The Second World War was the bloodiest in human history. Raging on from 1939 until 1945, over 70,000,000 people lost their lives, and it ended with a catastrophic new weapon being used twice on Japan. The Allied nuclear bombings of the cities of Hiroshima and Nagasaki on 6 August and 9 August 1944, respectively, changed the face of war forever. It remains the only time nuclear weapons have been used in warfare, but after those dark days in Japan, the threat has always been present.
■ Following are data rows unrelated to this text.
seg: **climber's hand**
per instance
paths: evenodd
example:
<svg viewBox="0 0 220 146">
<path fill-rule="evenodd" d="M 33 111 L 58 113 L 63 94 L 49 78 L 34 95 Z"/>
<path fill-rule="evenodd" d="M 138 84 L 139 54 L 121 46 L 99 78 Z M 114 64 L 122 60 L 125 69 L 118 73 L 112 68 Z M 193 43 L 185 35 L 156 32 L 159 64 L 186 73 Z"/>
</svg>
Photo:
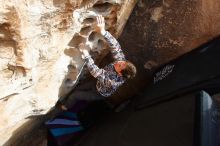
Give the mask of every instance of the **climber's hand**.
<svg viewBox="0 0 220 146">
<path fill-rule="evenodd" d="M 105 33 L 105 19 L 102 15 L 98 15 L 96 17 L 97 25 L 95 26 L 95 30 L 98 33 L 104 34 Z"/>
</svg>

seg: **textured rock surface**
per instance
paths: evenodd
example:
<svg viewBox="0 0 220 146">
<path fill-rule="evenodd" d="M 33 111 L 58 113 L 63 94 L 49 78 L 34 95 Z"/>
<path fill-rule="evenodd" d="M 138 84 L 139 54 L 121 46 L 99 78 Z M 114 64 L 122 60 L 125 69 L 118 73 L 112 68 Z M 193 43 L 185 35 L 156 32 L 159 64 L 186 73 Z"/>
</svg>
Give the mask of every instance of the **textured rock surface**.
<svg viewBox="0 0 220 146">
<path fill-rule="evenodd" d="M 119 38 L 138 75 L 121 95 L 140 92 L 157 66 L 219 36 L 219 12 L 219 0 L 139 0 Z"/>
<path fill-rule="evenodd" d="M 0 0 L 0 145 L 70 92 L 84 63 L 80 43 L 97 59 L 108 52 L 95 17 L 103 15 L 117 37 L 135 2 Z"/>
</svg>

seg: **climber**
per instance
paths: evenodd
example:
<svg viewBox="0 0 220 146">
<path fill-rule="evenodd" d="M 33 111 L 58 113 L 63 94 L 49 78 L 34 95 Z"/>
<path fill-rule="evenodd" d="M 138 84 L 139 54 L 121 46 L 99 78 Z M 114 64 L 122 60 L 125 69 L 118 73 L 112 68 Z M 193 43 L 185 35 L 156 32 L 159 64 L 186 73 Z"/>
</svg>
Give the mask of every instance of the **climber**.
<svg viewBox="0 0 220 146">
<path fill-rule="evenodd" d="M 66 100 L 61 103 L 61 109 L 67 110 L 72 107 L 77 100 L 102 100 L 110 97 L 119 86 L 121 86 L 127 79 L 134 78 L 136 75 L 136 67 L 125 59 L 118 41 L 105 30 L 104 17 L 99 15 L 96 17 L 97 25 L 94 26 L 97 33 L 100 33 L 111 47 L 113 63 L 100 69 L 94 64 L 86 46 L 79 45 L 79 50 L 82 52 L 82 58 L 85 59 L 87 68 L 90 74 L 97 79 L 95 85 L 94 81 L 87 82 L 72 93 Z M 96 89 L 95 89 L 96 87 Z"/>
</svg>

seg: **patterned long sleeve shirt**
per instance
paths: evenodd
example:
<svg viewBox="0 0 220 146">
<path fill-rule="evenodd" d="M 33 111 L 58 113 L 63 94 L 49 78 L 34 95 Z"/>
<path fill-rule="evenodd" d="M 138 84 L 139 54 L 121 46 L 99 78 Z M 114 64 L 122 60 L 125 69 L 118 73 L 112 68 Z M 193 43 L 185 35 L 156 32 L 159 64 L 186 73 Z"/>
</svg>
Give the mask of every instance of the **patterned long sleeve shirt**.
<svg viewBox="0 0 220 146">
<path fill-rule="evenodd" d="M 111 53 L 114 60 L 125 61 L 125 56 L 118 41 L 108 31 L 106 31 L 103 36 L 111 47 Z M 87 56 L 85 60 L 89 72 L 92 74 L 92 76 L 97 78 L 96 88 L 102 96 L 111 96 L 117 90 L 117 88 L 125 82 L 125 79 L 122 76 L 119 76 L 115 71 L 115 62 L 105 66 L 103 69 L 100 69 L 97 65 L 94 64 L 91 56 Z"/>
</svg>

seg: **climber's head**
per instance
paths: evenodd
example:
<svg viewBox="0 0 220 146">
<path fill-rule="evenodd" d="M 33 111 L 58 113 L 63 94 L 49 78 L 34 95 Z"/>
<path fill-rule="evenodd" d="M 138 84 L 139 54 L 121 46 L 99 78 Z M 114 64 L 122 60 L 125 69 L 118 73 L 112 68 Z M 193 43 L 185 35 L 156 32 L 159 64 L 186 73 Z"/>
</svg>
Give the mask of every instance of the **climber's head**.
<svg viewBox="0 0 220 146">
<path fill-rule="evenodd" d="M 130 61 L 117 61 L 114 63 L 115 71 L 124 78 L 134 78 L 136 67 Z"/>
</svg>

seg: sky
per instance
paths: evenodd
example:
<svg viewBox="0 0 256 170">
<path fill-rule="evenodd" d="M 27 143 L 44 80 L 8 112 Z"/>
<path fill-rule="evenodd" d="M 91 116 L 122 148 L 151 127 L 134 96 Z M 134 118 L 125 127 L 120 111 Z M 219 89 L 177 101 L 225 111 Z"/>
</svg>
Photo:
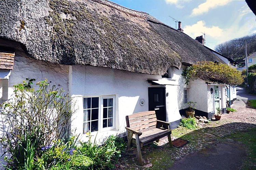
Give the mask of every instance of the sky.
<svg viewBox="0 0 256 170">
<path fill-rule="evenodd" d="M 193 38 L 204 33 L 205 45 L 214 50 L 220 43 L 256 33 L 256 17 L 244 0 L 110 0 L 174 28 L 170 16 L 180 21 L 184 32 Z"/>
</svg>

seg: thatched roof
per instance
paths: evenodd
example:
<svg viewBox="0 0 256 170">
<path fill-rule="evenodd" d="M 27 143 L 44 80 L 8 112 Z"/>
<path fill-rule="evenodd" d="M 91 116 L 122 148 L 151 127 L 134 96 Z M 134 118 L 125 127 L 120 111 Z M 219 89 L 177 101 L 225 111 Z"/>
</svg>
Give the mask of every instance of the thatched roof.
<svg viewBox="0 0 256 170">
<path fill-rule="evenodd" d="M 105 0 L 2 0 L 0 23 L 0 38 L 54 63 L 162 75 L 182 62 L 218 60 L 147 14 Z"/>
</svg>

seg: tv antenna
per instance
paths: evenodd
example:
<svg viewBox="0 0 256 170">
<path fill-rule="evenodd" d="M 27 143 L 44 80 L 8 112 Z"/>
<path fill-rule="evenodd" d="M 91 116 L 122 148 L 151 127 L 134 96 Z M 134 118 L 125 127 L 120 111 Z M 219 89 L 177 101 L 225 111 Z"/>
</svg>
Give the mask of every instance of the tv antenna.
<svg viewBox="0 0 256 170">
<path fill-rule="evenodd" d="M 201 33 L 204 34 L 204 45 L 205 44 L 205 32 L 201 32 Z"/>
<path fill-rule="evenodd" d="M 171 18 L 172 19 L 173 19 L 173 20 L 174 21 L 175 21 L 175 25 L 176 28 L 176 29 L 177 29 L 177 22 L 178 22 L 178 21 L 177 20 L 177 19 L 175 19 L 174 18 L 172 17 L 171 17 L 171 16 L 169 16 L 169 17 L 170 18 Z"/>
</svg>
After World War Two, the world was politically halved between the Capitalist West and the Communist East. This marked the beginning of the Cold War. With America harbouring the know-how to create atomic bombs containing between 0.2 kilotons of TNT and 48 megatons, the Soviet Union quickly discovered its own methods for manufacturing weapons of mass destruction. Their efforts surpassed the trials of the US, and in 1961, the USSR tested the Tsar Bomba, which upon detonation released a yield of 50 megatons of TNT, with a potential of reaching up to 100. The threat from both sides was real.
With the two superstates having access to nuclear weapons, this prevented the Cold War from becoming a true, physical battle. If one side were to nuke the other, then retaliation would have been imminent, creating a stasis of mutually assured destruction.
The Cold War ended after the fall of the Berlin Wall in 1989. By the mid-'90s, the Strategic Arms Reduction Treaties (START) was underway in an attempt to dismantle the supermassive stockpile of nuclear weapons belonging to Russia and America.